University set to archive years of professor’s work



The work of University professor Fred Kummerow is set to be archived by the Main Library.

By Kevin Delgado, Staff Writer

The work of 102-year-old Fred Kummerow, Comparative Bio-sciences professor at the University, is expected to be archived by the Main Library in attempt to preserve years of his research.

Kummerow’s research on heart-clogging trans fats gained controversial worldwide recognition during his journey to remove trans fats from the human diet.

“By showing that heart disease is not caused by cholesterol and getting the FDA to remove artificial trans fat from the GRAS list, I feel I have helped humanity and saved many lives,” Kummerow said in an email.

Kummerow’s family donated his collection of files to the school after Kummerow’s on campus lab was closed due to lack of funds.

While working to archive Kummerow’s years of work, the Main Library has uncovered letters to and from Kummerow that reflect the country’s history.

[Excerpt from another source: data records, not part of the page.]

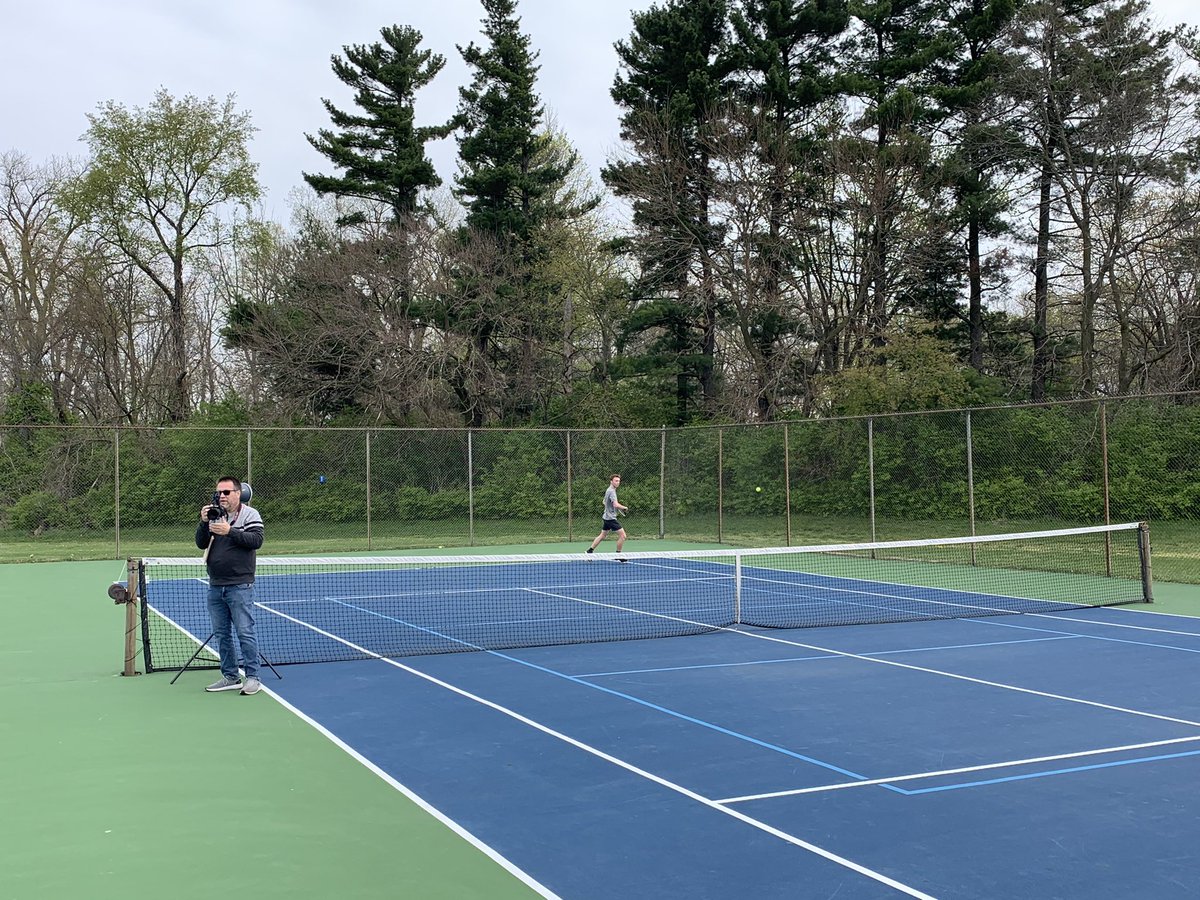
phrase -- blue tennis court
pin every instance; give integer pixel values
(1014, 756)
(1041, 754)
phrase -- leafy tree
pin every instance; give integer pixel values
(157, 184)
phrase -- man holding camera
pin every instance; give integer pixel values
(229, 534)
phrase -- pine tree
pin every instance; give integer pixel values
(379, 150)
(673, 82)
(513, 181)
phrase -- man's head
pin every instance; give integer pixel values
(229, 493)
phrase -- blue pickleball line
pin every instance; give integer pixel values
(1051, 772)
(648, 705)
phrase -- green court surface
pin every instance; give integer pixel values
(125, 786)
(118, 787)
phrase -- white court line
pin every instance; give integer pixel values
(1116, 624)
(922, 775)
(897, 664)
(618, 762)
(419, 801)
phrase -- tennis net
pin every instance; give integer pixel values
(358, 607)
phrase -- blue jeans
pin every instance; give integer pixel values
(232, 607)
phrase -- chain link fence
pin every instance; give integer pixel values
(84, 491)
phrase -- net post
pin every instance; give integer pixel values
(1104, 473)
(1147, 582)
(870, 471)
(787, 485)
(663, 480)
(131, 617)
(975, 559)
(720, 484)
(737, 589)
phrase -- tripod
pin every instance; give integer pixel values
(201, 649)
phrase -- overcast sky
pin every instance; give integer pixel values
(63, 58)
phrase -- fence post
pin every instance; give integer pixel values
(117, 489)
(663, 480)
(787, 484)
(971, 485)
(471, 490)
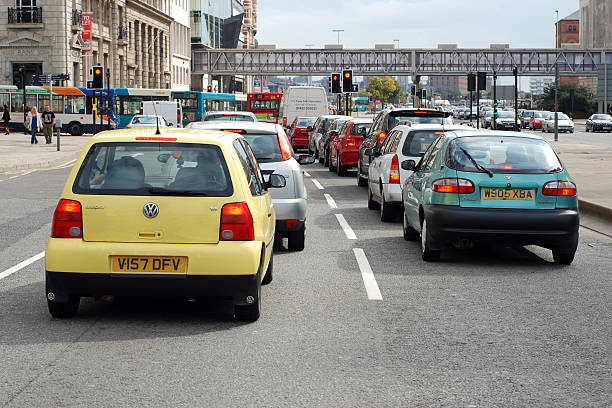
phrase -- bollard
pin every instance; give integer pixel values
(58, 128)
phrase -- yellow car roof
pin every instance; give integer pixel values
(148, 134)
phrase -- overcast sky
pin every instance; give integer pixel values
(416, 23)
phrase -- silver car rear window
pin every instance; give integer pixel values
(418, 141)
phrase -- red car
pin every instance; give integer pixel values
(344, 148)
(299, 131)
(536, 119)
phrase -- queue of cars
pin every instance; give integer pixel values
(159, 211)
(455, 186)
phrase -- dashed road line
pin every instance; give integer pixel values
(348, 231)
(317, 184)
(330, 201)
(21, 265)
(369, 281)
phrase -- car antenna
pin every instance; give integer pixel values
(157, 132)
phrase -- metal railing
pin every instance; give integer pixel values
(25, 15)
(122, 33)
(77, 18)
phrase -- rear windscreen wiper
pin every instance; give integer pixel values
(165, 191)
(478, 166)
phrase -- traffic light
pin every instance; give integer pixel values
(482, 81)
(347, 80)
(98, 77)
(336, 84)
(471, 82)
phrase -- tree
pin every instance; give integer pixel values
(450, 94)
(585, 103)
(385, 89)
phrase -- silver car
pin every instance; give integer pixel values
(319, 131)
(274, 155)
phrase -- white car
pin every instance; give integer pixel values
(274, 155)
(565, 124)
(230, 116)
(386, 176)
(147, 121)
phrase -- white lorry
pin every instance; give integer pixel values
(303, 101)
(171, 111)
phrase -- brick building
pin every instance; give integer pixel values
(132, 38)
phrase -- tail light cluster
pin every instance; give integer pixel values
(394, 173)
(453, 185)
(564, 188)
(236, 223)
(67, 220)
(285, 147)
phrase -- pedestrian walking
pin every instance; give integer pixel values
(6, 118)
(48, 123)
(34, 124)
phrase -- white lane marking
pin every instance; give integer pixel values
(369, 281)
(348, 231)
(21, 265)
(330, 201)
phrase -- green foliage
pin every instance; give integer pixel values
(585, 103)
(385, 89)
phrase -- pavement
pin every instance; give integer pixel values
(17, 154)
(489, 327)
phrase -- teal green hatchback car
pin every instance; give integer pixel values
(495, 187)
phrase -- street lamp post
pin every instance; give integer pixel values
(338, 32)
(557, 30)
(309, 77)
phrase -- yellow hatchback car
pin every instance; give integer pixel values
(182, 213)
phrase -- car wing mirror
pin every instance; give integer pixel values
(163, 158)
(408, 165)
(276, 181)
(305, 159)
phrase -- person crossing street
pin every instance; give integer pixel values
(48, 123)
(34, 124)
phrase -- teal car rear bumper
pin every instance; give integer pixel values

“I feel good about my papers being archived because it shows that my life work is doing something useful,” he said.

He said that when it comes to research, one advice he would give researchers  is to “remain true to their ideals, to believe in their work and to continue to work on their beliefs even when there is opposition against them.”

Among the 110 file boxes of work authored by Kummerow were letters addressed to five U.S. presidents and members of Congress on topics such as the national debt, the Vietnam War, nuclear weapons and energy.

Though the papers will not be digitized, there will be an online description of the work that is currently kept in acid-free files and boxes so it can be utilized for future research.

Susanne Belovari, archivist for faculty papers at the University, estimates that the project will cost $22,000 to $38,000 to complete, though the family and friends of Kummerow have donated $28,500.